Teritori-teritori baru ini (negeri) diatur struktur pemerintahannya yang mirip dengan struktur pemerintahan di Negeri Belanda. Dengan struktur pemerintahan demikian, maka negeri-negeri menjadi ”negara-negara” kecil dengan pemerintah, rakyat dan teritori tertentu, dipimpin oleh raja yang diangkat dari klen-klen tertentu yang memerintah secara turun-temurun, dan kekuasaan di dalam negeri dibagi-bagi untuk seluruh klen dalam komunitas negeri.

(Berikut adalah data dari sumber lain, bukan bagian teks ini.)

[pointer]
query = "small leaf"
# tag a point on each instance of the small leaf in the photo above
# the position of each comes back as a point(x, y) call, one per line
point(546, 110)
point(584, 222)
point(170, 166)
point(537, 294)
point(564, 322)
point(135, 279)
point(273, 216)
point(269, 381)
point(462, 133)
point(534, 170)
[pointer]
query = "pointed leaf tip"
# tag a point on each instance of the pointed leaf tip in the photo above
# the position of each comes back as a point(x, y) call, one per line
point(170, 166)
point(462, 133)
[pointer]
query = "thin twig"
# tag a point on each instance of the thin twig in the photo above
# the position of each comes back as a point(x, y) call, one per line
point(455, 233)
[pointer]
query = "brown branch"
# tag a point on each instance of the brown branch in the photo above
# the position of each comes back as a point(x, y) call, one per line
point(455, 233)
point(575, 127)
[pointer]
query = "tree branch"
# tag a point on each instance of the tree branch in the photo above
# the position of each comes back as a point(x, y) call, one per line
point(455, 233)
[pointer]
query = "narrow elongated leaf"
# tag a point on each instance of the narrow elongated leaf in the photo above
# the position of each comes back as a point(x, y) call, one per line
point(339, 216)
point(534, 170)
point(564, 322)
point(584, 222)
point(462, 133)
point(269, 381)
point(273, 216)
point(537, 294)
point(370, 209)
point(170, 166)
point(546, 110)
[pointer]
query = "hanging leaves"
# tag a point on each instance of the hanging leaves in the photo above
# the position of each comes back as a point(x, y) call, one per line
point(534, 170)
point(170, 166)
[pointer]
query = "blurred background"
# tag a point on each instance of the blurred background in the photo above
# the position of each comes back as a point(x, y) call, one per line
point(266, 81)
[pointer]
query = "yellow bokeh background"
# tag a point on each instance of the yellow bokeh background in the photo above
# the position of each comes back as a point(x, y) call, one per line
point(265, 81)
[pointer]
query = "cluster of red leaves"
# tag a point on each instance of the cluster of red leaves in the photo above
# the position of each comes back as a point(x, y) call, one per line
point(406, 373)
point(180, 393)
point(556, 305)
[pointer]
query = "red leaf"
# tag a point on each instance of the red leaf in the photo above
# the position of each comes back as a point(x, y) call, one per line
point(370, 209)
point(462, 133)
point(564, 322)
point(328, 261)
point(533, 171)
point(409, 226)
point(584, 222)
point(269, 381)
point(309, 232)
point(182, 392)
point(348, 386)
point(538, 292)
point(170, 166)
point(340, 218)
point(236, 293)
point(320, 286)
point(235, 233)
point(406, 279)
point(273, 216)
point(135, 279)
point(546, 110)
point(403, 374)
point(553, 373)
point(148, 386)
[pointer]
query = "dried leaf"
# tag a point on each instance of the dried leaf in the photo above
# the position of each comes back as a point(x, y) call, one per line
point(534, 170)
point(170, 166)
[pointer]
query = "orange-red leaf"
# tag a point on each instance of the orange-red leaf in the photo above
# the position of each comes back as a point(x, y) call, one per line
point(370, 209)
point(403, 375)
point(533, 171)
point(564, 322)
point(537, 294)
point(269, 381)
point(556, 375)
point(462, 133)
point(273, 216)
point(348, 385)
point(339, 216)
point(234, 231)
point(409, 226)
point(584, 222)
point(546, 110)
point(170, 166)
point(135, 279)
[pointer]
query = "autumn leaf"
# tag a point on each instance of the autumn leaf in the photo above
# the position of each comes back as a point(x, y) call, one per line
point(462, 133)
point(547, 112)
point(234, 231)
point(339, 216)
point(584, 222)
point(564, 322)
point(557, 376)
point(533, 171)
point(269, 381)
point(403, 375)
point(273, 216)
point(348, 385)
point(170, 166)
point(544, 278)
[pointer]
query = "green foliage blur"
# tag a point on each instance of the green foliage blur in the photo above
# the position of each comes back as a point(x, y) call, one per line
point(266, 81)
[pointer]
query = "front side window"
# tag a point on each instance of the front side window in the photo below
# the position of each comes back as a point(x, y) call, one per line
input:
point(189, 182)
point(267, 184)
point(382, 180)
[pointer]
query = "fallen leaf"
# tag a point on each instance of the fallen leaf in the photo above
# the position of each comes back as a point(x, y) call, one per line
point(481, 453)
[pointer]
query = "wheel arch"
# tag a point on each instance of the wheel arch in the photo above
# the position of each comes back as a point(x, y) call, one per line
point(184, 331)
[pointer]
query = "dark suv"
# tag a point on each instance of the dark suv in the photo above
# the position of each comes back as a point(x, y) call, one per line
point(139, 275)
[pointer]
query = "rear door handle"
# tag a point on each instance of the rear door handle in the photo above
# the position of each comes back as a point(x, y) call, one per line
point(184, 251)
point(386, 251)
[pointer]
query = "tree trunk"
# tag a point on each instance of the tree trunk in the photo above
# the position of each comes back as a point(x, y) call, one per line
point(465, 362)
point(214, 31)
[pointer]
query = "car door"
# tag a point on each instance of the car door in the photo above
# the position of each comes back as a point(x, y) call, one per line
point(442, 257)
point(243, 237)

Dalam proses penataan struktur pemerintahan negeri, terjadi perubahan institusi sosial, seperti Saniri Negeri yang sebelumnya merupakan lembaga peradilan, berubah fungsi menjadi semacam badan perwakilan rakyat.
Dalam perkembangan sosio-historis selanjutnya, terjadi kontak-kontak sosial baik antar masyarakat asli Maluku Tengah maupun antara masyarakat asli dengan pendatang. Dengan demikian di masyarakat Maluku Tengah ini dikenal dua kelompok atau kategori sosial, yaitu Anak Negeri dan Orang Dagang. Yang disebut Anak Negeri ialah penduduk asli Maluku Tengah dalam sebuah negeri (Desa Adat).

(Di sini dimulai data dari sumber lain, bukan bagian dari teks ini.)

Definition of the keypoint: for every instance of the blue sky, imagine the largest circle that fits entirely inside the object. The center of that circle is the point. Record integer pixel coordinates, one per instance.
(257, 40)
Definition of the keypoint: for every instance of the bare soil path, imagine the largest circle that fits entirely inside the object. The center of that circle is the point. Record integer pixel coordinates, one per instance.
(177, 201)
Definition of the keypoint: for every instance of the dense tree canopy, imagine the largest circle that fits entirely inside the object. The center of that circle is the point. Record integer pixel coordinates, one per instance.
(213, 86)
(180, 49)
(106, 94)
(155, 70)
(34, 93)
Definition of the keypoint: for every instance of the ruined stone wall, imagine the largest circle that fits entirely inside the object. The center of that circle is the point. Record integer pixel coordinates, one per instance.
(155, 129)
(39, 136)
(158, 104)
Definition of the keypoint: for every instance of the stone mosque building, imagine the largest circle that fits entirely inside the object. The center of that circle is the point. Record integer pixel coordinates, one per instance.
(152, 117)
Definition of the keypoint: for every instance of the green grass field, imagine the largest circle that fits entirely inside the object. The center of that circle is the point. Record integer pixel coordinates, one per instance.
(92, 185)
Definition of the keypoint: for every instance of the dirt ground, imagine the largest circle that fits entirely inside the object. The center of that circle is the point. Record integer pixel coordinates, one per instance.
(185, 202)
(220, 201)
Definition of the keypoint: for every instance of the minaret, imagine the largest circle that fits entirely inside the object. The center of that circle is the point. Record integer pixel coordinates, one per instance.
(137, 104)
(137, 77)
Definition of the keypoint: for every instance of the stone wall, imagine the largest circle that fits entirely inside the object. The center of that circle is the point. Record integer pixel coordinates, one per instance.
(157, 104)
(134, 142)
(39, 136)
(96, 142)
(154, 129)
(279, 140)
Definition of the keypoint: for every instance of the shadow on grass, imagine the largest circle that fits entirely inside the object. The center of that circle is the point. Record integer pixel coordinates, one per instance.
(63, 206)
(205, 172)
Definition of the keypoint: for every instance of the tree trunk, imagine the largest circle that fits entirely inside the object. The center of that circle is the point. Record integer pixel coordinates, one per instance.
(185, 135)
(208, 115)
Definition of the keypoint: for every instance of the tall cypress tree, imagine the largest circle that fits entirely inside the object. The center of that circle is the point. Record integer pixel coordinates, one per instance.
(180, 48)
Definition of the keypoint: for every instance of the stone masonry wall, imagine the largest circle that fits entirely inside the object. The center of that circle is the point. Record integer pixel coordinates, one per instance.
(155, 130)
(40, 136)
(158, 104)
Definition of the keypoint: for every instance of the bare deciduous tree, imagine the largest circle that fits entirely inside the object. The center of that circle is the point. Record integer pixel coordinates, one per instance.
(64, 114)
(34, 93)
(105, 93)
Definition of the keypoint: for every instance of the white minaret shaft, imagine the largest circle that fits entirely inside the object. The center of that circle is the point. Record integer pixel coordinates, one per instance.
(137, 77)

Anak Negeri ini, terdiri atas dua kelompok pemeluk agama, yaitu Anak Negeri Sarani untuk yang beragama Kristen, yang mendiami Negeri (Desa Adat) Sarani, dan Anak Negeri Salam untuk yang beragama Islam, yang mendiami Negeri (Desa Adat). Kedua kelompok masyarakat ini umumnya hidup dalam komunal-komunal (Negeri) yang terpisah, kecuali di beberapa desa seperti Hila, Larike dan Tial di Pulau Ambon.
Yang disebut Orang Dagang ialah para pendatang, baik karena ikatan perkawinan dengan Anak Negeri, maupun karena tugas-tugas pelayanan masyarakat (guru, mantri kesehatan, mantri pertanian, dan lain-lain), atau karena aktivitas ekonomi (penggarap tanah atau pemungut hasil hutan, atau pedagang). Jadi, Orang Dagang di sebuah Negeri, dapat berasal dari orang Maluku asli yang berasal dari Negeri lain, ataupun pendatang dari luar Maluku, yaitu yang berasal dari Buton, dan suku bangsa Cina serta Arab.

Gotong Royong
Khusus pendatang dari luar Maluku, etnis yang dominan dari segi kuantitas ialah enis Buton. Orang Dagang dari luar Maluku ini datang dan menetap dalam Negeri, baik secara berbaur dengan Anak Negeri maupun membentuk suatu komunal lain dalam Petuanan Negeri, lebih didominasi oleh kepentingan ekonomi. Orang Dagang yang berasal dari keturunan Arab atau Cina, datang dan mendiami sebuah Negeri dalam jumlah yang sangat kecil, yaitu hanya satu atau beberapa kepala keluarga. Mereka ini hadir sebagai pedagang yang tidak membentuk komunal yang terpisah dari Anak Negeri, tetapi berbaur dalam komunitas Anak Negeri. Kontak sosial antar Anak Negeri dari dua atau lebih Negeri, terjadi karena hubungan kekerabatan, yang terakomodasi dalam berbagai wujud termasuk Pela dan Gandong, atau karena hubungan ekonomi maupun sosial lain, seperti pendidikan anak, atau acara-acara keagamaan maupun hari-hari besar kenegaraan. Sebaliknya, kontak sosial antara Anak Negeri dengan Orang Dagang, terutama yang berasal dari luar Maluku, terjadi karena kegiatan ekonomi, sehingga pola hubungan kedua kelompok masyarakat ini lebih dimotivasi oleh kepentingan ekonomi semata.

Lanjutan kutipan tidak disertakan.